The 1990s saw the beginning of a creative rebirth for the band. In 1992, the group received its first Grammy nomination for the album 'Deep River,' produced by Booker T. Jones. The Blind Boys take on Bob Dylan's "I Believe in You" on that album set the stage for more covers of mainstream songs.

As the new century dawned, the Blind Boys signed with Peter Gabriel's Real World Record and the label’s initial release, "Spirit of the Century," won the band their first Grammy Award for Best Traditional Gospel Album in 2001. They won consecutive Grammys in each of the next three years with "Higher Ground" in 2002, "Go Tell It on the Mountain" in 2003 and "There Will Be a Light" (a collaboration with Ben Harper) in 2004. In 2009, the band was recognized with a Grammy Lifetime Achievement Award.
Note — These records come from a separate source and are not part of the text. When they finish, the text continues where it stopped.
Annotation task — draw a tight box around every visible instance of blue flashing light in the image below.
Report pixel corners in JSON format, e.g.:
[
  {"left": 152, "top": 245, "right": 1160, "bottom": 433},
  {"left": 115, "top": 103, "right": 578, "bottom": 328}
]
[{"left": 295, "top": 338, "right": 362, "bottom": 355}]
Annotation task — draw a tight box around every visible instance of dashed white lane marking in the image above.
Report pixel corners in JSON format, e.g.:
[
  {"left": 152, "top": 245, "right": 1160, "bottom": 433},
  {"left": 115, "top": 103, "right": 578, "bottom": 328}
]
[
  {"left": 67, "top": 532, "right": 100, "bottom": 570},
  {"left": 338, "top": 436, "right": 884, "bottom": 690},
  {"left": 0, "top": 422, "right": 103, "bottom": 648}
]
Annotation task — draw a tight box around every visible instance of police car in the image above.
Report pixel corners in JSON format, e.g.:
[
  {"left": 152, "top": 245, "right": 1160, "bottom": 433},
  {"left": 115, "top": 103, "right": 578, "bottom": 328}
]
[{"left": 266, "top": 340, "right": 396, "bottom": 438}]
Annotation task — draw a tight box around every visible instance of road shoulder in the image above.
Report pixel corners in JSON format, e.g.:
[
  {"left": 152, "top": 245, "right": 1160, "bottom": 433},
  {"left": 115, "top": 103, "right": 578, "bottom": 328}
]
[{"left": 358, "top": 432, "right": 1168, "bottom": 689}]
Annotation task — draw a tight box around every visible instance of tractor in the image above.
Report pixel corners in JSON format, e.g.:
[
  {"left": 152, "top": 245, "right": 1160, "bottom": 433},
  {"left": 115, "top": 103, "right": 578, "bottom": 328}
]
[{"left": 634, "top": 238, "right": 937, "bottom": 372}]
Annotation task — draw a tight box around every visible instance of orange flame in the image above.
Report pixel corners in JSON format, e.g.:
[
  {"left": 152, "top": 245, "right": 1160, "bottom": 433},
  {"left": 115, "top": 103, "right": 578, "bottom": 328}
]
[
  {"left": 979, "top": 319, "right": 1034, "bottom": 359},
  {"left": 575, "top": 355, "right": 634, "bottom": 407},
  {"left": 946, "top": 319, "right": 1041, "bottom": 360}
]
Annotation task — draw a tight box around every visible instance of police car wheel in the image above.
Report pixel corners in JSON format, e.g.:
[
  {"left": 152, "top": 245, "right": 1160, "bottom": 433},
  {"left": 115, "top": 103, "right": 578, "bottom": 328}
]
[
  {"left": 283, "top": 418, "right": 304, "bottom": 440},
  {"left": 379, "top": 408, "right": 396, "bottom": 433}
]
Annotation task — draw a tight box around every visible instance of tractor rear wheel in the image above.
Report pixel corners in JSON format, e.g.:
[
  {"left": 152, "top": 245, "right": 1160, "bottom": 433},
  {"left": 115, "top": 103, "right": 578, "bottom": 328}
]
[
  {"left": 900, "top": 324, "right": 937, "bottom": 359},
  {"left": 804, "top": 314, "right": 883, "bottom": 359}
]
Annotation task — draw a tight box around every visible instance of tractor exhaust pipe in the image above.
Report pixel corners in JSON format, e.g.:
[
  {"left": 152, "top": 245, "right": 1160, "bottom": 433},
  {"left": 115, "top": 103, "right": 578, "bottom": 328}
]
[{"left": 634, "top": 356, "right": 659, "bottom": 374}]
Fountain and the Blind Boys recorded with an astounding array of artists, including Lou Reed, Bonnie Raitt, Tom Waits, k.d.lang, Justin Vernon of Bon Iver, Susan Tedeschi, Aaron Neville and Mavis Staples.

Due to declining health brought on by complications of diabetes, Fountain stopped touring with the band in 2007 but continued to record with them when able. In 2017, Fountain sang on the Blind Boys' latest album, "Almost Home." That album grew out of the recognition that the band's original lineup was down to just two remaining survivors: long-time group leader Fountain and current leader Jimmy Carter.

"These men were both raised as blind, African American males in the Deep South during the Jim Crow years, and they were sent to a school where the expectation for them was to one day make brooms or mops for a living," said Blind Boys manager Charles Driebe. "But they transcended all that. The arc of their lives and of the band reflects the arc of a lot of changes in American society, and we wanted to find a way to capture their experiences in songs."

A wide-ranging interview with Fountain was recorded at his home in Baton Rouge, and then distilled into a 30-minute video and shared with a variety of songwriters who were invited to channel Fountain's words and reminiscences into song. The album opener, the captivating "Stay On The Gospel Side," trace Fountain's roots all the way back to childhood and recounts his insistence on remaining true to his gospel origins. Fountain was credited as one of the writers of the song, since the title came from his exact words. According to Fountain, "My theory is do something good in the end and that will close out your longevity. After that, you can go on home and sit down."

Fountain is survived by his wife, Barbara.